To Yonke, inserting anti-abortion messages into secular, unrelated trending topics is less about conversion or even conversation, but more a chance to remind people at every level that abortion is a part of the culture and that it is everywhere and cannot be avoided or ignored. “There’s a little bit of subversion there,” he said. “We are trying to make people think about abortion when they don’t want to, because nobody wants to think about abortion, ever. We turn the conversation towards the issue.”
While Yonke may call his approach more “scatter-shot,” Bryan Kemper is far more deliberate in his own Twitter messaging. Founder of Stand True Ministry, the youth outreach arm of Priests for Life, Kemper’s Twitter game is as aggressive and strategic as the man himself. If you’ve ever seen a pro-choice hashtag overtaken by anti-abortion tweets, odds are Kemper was behind it.
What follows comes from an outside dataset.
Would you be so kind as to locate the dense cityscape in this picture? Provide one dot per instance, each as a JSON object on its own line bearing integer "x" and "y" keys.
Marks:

“You guys kick our asses on Twitter, over and over again,” I said to Kemper.
“Yeah,” he laughed, “That’s kind of been my specialty.”
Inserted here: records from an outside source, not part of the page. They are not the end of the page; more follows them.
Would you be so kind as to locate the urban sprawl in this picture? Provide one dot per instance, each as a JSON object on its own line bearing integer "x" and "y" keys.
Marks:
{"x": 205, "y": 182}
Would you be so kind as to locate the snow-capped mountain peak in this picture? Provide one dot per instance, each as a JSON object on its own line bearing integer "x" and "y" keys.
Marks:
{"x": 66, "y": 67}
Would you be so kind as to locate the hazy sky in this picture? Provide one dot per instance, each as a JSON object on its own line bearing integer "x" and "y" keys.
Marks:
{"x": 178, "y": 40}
Kemper said there are a variety of reasons that the anti-abortion movement is so effective—and especially so much more effective than the abortion-rights movement—on Twitter. According to Kemper they have far more younger activists in their base, which gives them more social media power, and they also benefit from having so many stay-at-home mothers and grandmothers who aren’t working and who can be ready to hit Twitter with a message when asked. “We have a base of these people, and this base got built up during Gosnell and they loved it and they love using Twitter now to do this kind of stuff,” he said.
But while they are good at building campaigns and raising awareness on Twitter, this Twitter army is even better at what he calls “Twitter takeovers”—the hijacking of a hashtag being used by their opponents, which they will then flood with their own anti-abortion messages. “In Texas, they tried to have one of their local politicians and abortion providers do a live tweet event, and they were going to answer people’s questions,” Kemper explained. “Basically 90 percent of what came in was all from pro-lifers. We took over the hashtag.”
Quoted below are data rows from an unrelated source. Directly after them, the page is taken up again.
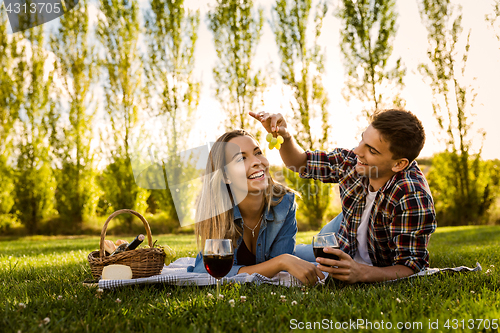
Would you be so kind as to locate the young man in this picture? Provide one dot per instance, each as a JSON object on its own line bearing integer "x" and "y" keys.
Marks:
{"x": 387, "y": 210}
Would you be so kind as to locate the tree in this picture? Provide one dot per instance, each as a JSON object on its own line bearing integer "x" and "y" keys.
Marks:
{"x": 119, "y": 34}
{"x": 494, "y": 19}
{"x": 237, "y": 32}
{"x": 302, "y": 68}
{"x": 469, "y": 197}
{"x": 171, "y": 33}
{"x": 367, "y": 34}
{"x": 76, "y": 195}
{"x": 34, "y": 188}
{"x": 11, "y": 85}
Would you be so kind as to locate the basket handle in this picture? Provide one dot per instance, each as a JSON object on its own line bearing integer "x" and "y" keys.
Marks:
{"x": 118, "y": 212}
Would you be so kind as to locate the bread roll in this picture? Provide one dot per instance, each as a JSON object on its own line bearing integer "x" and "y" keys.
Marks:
{"x": 117, "y": 272}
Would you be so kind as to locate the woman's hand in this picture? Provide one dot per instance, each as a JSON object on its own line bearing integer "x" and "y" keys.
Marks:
{"x": 305, "y": 271}
{"x": 349, "y": 271}
{"x": 272, "y": 123}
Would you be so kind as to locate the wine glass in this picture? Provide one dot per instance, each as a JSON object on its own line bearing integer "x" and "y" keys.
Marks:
{"x": 321, "y": 241}
{"x": 218, "y": 258}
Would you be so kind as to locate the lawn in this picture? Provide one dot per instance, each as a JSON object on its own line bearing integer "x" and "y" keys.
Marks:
{"x": 41, "y": 290}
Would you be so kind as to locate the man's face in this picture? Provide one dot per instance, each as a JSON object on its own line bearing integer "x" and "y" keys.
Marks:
{"x": 374, "y": 157}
What it all boils down to is that what really makes the anti-abortion movement’s Twitter campaigns (or Twitter derailing campaigns) so successful is that their leaders all work cohesively together across the boards on them, turning several groups into one large social media unit. “We are able to network with each other so quickly that we can get everyone on board at the same time,” Kemper said. “I could make a phone call to Kristan Hawkins at Students for Life, a phone call to SBA List, and a phone call to this and I can have that many groups instantly getting to their people, ‘We’re going to take over that hashtag,’ and it works. Because we have a well-organized communication strategy when it comes to this kind of activism.”
It’s a cohesion that is often lacking in the world of pro-abortion rights activists, and one that is probably unlikely to ever exist. In the end, our failures aren’t due to a smaller base, or less enthusiasm, or even the “barrier” of women who work outside of the home, but simply because despite over half a century of activism, we still remain largely factionalized.
One of the anti-abortion movement’s biggest successes is its ability to be the loudest voice in the room, despite the fact that for most of the last two decades more Americans have identified as pro-choice than as pro-life. Their social media prowess has allowed that voice to become even louder, both in pushing their own talking points and shutting down the voices that disagree. It’s no wonder that they are so enamored of Twitter, which provides the biggest megaphone to those who are the most organized, aggressive, and persistent.
It’s a lesson the abortion-rights movement could stand to learn a little from themselves.